Het spel wordt gespeeld door 3 spelers, met een boek van 52 kaarten - van aas tot twee. Het doel is om de hoogste score te behalen door het verzamelen van slagen. Bij elke deling moeten spelers 3, 5 of 8 slagen behalen (vandaar de andere naam van het spel, nml. 3-5-8). Indien spelers niet het bepaalde aantal slagen behalen, ontvangen ze negatieve punten. Aan de andere kant, als ze meer slagen behalen dan het nodig - ontvangen ze positieve punten. In 18 delingen (voor een volledig spel) zijn er 3 delingen, waarbij het doel precies het tegenovergestelde is - spelers moeten zo weinig mogelijk slagen behalen. Dan worden negatieve punten gegeven aan degenen met teveel slagen en positieve punten aan degenen die minder slagen behaalde dan nodig. De winnaar is de speler met de beste score aan het einde van het spel.

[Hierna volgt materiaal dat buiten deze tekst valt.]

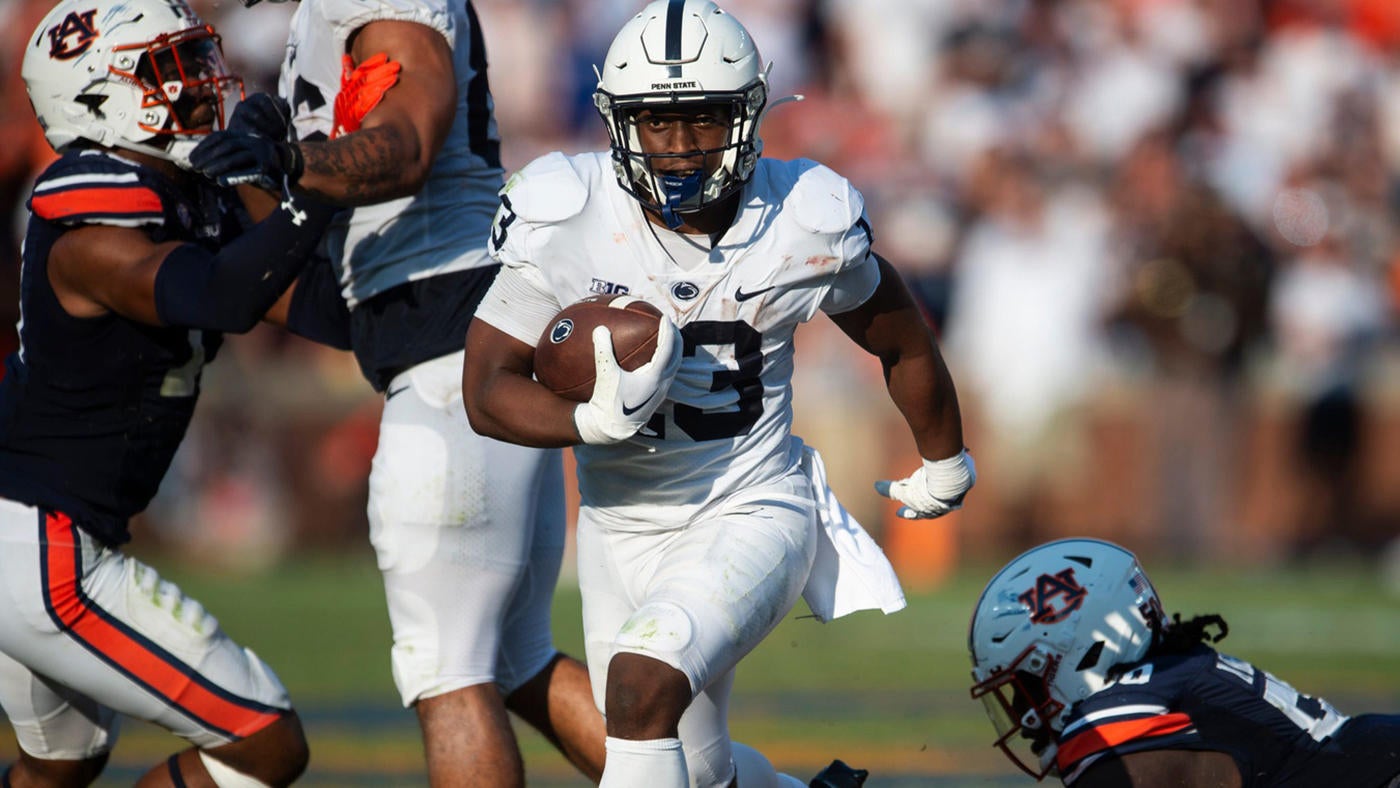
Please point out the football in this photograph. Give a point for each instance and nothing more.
(564, 354)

Verschillende spelvarianten
Er bestaan 6 verschillende spelvarianten:
- 1 deling die gebruik maakt van (♠) als troef
- 1 deling die gebruik maakt van (♣) als troef
- 1 deling die gebruik maakt van (♥) als troef
- 1 deling die gebruik maakt van (♦) als troef
Bij elk van deze delingen, kiest de deler welke boek troef is en elke speler moet zoveel mogelijk slagen proberen te maken.
- GT (Geen Troef) – bij deze deling, wordt er geen troef gekozenen en moet elke speler zoveel mogelijk slagen behalen.

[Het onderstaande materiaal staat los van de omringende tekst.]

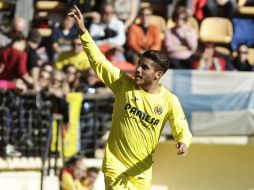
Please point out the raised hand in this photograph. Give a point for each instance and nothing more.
(79, 20)
(182, 149)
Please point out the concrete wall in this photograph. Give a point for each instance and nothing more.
(207, 167)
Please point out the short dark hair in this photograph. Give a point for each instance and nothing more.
(34, 36)
(142, 9)
(18, 37)
(161, 59)
(178, 11)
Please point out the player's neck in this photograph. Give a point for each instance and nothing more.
(153, 88)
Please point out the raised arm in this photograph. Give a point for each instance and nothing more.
(179, 127)
(101, 66)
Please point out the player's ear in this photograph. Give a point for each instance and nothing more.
(158, 75)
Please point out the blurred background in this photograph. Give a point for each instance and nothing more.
(55, 114)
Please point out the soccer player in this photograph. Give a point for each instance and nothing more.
(142, 107)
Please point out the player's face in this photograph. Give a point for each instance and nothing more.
(145, 72)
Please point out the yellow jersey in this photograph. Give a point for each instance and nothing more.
(79, 61)
(138, 119)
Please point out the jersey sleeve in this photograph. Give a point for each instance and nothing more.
(178, 123)
(109, 74)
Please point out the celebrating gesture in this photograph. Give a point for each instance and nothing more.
(79, 20)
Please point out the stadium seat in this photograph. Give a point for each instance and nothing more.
(216, 29)
(245, 10)
(192, 22)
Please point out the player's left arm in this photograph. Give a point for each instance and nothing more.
(179, 127)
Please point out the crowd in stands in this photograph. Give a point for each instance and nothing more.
(123, 31)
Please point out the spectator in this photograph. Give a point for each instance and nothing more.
(209, 60)
(13, 60)
(73, 174)
(76, 56)
(33, 60)
(126, 11)
(62, 36)
(241, 62)
(110, 30)
(180, 41)
(43, 81)
(17, 27)
(59, 86)
(47, 67)
(143, 36)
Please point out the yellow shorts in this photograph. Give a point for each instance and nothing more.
(125, 182)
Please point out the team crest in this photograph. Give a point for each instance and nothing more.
(158, 110)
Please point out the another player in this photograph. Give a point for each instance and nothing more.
(142, 107)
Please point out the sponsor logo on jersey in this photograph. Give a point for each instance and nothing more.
(158, 110)
(141, 115)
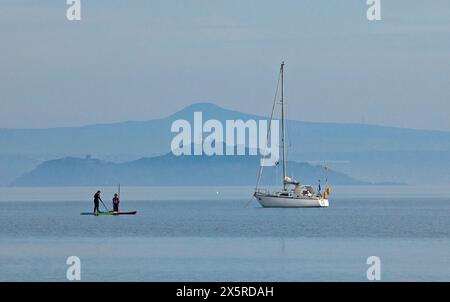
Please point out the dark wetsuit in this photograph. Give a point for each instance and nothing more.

- MT (Minimum Slagen) – bij deze deling, wordt er geen troef gekozenen en moet elke speler zo weinig mogelijk slagen behalen.
De deler beslist hoe elke ronde gespeeld zal worden. Het spel bestaat uit 18 delingen, en elke speler is 6 keer de deler. Wie de deler is kan in willekeurige volgorde bepalen hoe re gespeeld zal worden. Maar kan tijdens een spel slecht een enkele keer elke variant toepassen.
Spelers
"Bij elke deling is een van de spelers de deler, iemand de playmaker en iemand de derde speler. Bij alle spelvarianten, uitgezonderd MT (minimum delingen) moeten spelers minstens 3 delingen op zich nemen volgens hun rol.
- De deler: 3 delingen
- De derde speler: 5 delingen
- De playmaker: 8 delingen
Het aantal delingen (zowel vereist als gewonnen) is zichtbaar naast de naam van elke speler.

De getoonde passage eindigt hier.